Home > Unix > Split utility Performance on Linux

Split utility Performance on Linux

Generally processing huge files is a big deal. Parallel processing is a common method to get over this problem. There are several ways processing files as parallel. I used MPI api to process files as parallel when I was at Computer Hardware class. It gives you to lots of methods to accomplish this. Parallel processing, basically, one node splits file up to all of the nodes then each node responsible for processing its own data and after processed it informs the coordinator process, as is in MPI. For detailed information you can visit LAM-MPI User Guide.
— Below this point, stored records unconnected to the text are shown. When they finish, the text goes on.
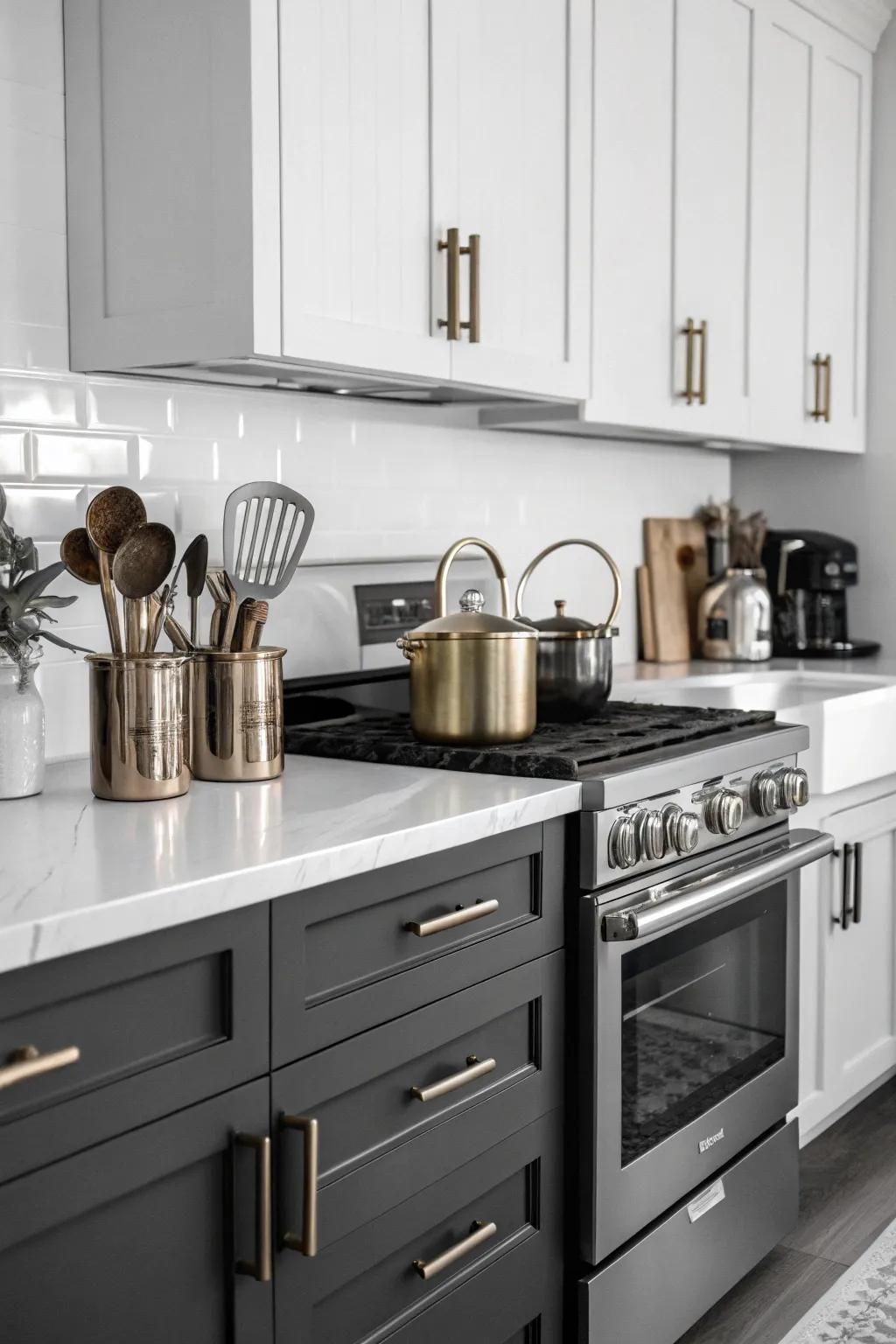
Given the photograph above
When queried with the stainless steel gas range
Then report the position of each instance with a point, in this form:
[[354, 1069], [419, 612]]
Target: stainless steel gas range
[[688, 995]]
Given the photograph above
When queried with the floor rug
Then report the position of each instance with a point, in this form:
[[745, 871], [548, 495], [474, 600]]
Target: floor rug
[[861, 1306]]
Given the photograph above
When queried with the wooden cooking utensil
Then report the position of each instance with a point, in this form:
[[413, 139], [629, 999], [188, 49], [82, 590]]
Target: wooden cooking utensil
[[676, 556], [110, 516]]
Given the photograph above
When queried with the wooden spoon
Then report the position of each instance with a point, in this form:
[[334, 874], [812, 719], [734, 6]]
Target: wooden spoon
[[80, 556], [110, 516]]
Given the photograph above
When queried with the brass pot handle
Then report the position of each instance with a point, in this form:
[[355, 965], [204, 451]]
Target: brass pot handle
[[476, 1068], [480, 1233], [261, 1268], [29, 1062], [574, 541], [448, 559], [305, 1242]]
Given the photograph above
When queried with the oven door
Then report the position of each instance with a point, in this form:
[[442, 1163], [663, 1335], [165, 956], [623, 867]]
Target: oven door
[[690, 1033]]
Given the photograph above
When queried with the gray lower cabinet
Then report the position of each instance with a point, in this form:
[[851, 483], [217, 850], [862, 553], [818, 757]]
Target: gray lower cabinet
[[138, 1238], [438, 1260]]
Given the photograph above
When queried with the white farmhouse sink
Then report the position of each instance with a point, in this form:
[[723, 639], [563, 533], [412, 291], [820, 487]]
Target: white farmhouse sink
[[852, 717]]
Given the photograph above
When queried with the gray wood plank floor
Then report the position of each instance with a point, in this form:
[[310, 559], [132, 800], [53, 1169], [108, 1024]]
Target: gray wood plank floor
[[848, 1196]]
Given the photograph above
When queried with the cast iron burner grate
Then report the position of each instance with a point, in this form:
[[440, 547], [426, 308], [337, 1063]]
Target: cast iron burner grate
[[554, 752]]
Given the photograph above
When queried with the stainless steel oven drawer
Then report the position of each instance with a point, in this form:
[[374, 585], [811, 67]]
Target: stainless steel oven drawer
[[659, 1285]]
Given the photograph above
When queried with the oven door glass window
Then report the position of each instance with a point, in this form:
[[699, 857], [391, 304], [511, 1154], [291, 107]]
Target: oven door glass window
[[703, 1013]]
In addition to MPI api, we can use Unix split function to split up our files then each process could take a file and process it. Every process read its file at the same time therefore we can reduce total file processing time.

In this text I want to describe linux/unix split utility with a demo. Our first scenario we have 2GB file ( output.txt ) and we’re going to split it up to various size files.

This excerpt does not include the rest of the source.